By referencing the above numbers, you should be able to gauge whether your moving costs are fair if you happen to be moving from one top firm in London to another top firm in New York! However, what if you are making the move from Chicago to Denver? Your recruiter should be able to tell you what his candidates have been offered in the past. If he cannot, then you might want to ask him to inquire among his clients (who are comparable in size, prestige and location) to the firm that has made you an offer. If the moving costs are in the average to high range, then consider yourself fortunate and move on to any other outstanding issues with respect to the offer. If the moving costs are below average, then you may decide that you wish to ask for additional moving costs and feel very confident making such request. In either case, information is power!
What Is the Policy?

If you feel that the moving costs are low and opt to request an increase, then the manner in which you present your request is important. The top tier firm that offered $3,000 for a London to New York relocation had a very firm policy that they did not go above $3,000 under any circumstances. Thus, unless you are willing to forego the offer, you should not present your request as an ultimatum. For example, you do not want to suggest that you cannot accept the position unless the firm increases the relocation costs because then if the firm does not increase the costs (or cannot due to their own internal policies), then you will either be forced to decline or look as if you were bluffing. The latter is definitely not the approach you want to take with a new firm!

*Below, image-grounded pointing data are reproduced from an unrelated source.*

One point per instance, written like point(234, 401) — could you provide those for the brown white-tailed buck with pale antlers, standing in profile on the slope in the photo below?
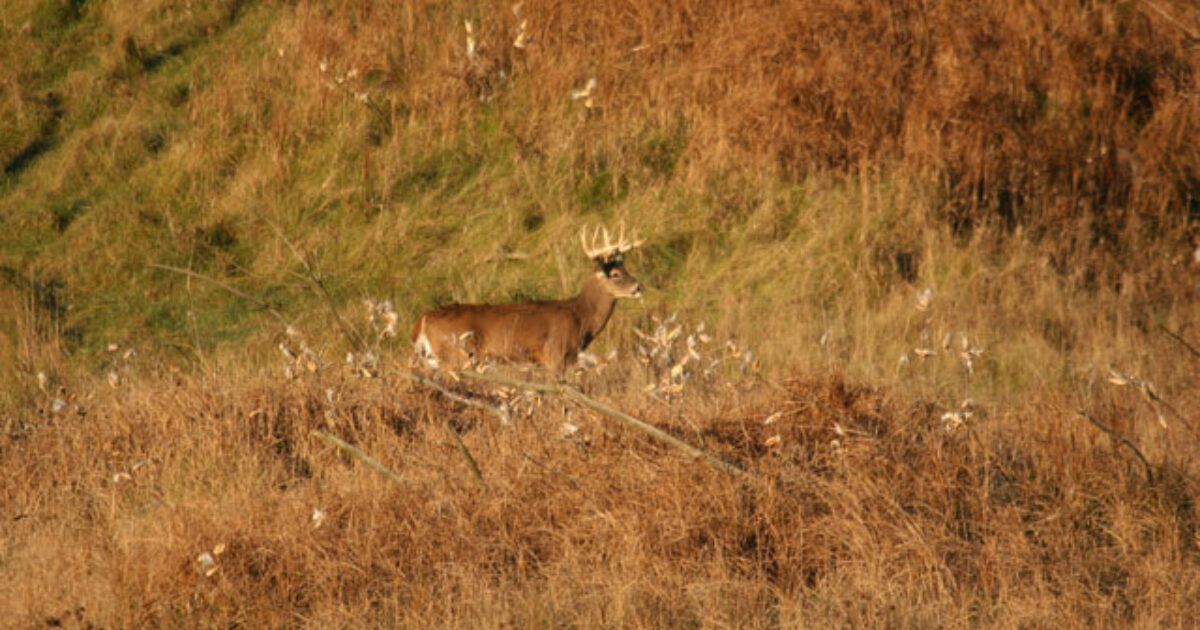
point(548, 333)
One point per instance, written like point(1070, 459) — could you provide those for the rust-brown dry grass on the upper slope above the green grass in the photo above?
point(1022, 112)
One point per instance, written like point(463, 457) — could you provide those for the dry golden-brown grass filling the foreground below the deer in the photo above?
point(1022, 518)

Do Not Be Myopic or Extrapolate

I have seen candidates focus on one issue to exclusion of other, in some cases, more important issues. When you are evaluating whether to accept a position, do not get hung up on any one factor. Rather try to evaluate the offer in its totality. What is the total compensation package? Do other benefits (health insurance, life insurance, gym membership, on-site daycare, etc.) outweigh low moving costs? How will the position benefit your career in the long term? Will the position allow you to grow and develop, and ultimately create better opportunities for yourself in several years? While it is very hard to go out of pocket to accept a position, it is worse to be myopic, i.e., to focus only on the moving costs rather than the overall benefits of the position.

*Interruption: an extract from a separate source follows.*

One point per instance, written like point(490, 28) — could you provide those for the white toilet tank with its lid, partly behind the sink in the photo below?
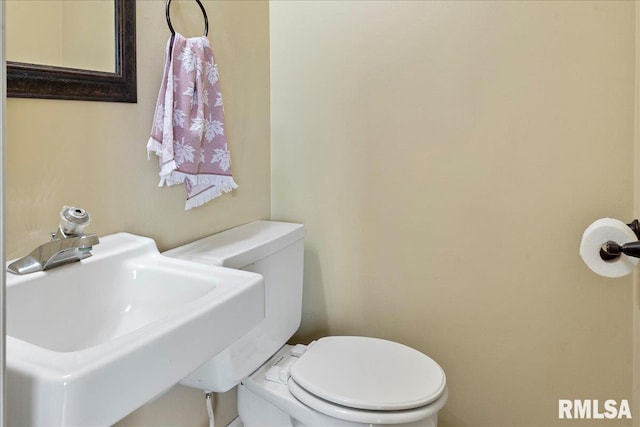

I want to say one final word about moving costs: do not extrapolate a firm's policy on moving costs to any overall statement about the firm and its treatment of its employees. Over the course of the summer, I had one candidate compare a firm's unwillingness to increase its moving costs to dating versus being married. I am sure you get where I am going here, but the candidate said "If this is how they are treating me while they are supposedly still courting me, how will they treat me once I accept?" I reminded the candidate that we were talking about a top tier firm where associates - including the associates with whom the candidate had spoken during the interview process - were extremely happy with the quality of their work, their relationships with partners and peers, and the overall environment at the firm. Again, you need to look at the totality of the offer and that includes what you learned during the interview process from the people who actually have experience - sometimes years of experience - working at the firm.

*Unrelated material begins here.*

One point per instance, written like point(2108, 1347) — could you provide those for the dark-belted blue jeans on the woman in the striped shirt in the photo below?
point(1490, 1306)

Please know that I am not suggesting that you should simply accept what you are offered. Rather, I am suggesting that you need to evaluate moving costs by asking yourself a few simple questions. First, are the costs fair with respect to your market? Second, if the costs are not fair, what is the best way to ask for an increase? If you decide not to ask for an increase or your request is denied, do the overall benefits - compensation, other benefits and/or long term career advantages - outweigh the low moving costs? The key is to research the topic, decide how best to proceed, and evaluate all factors!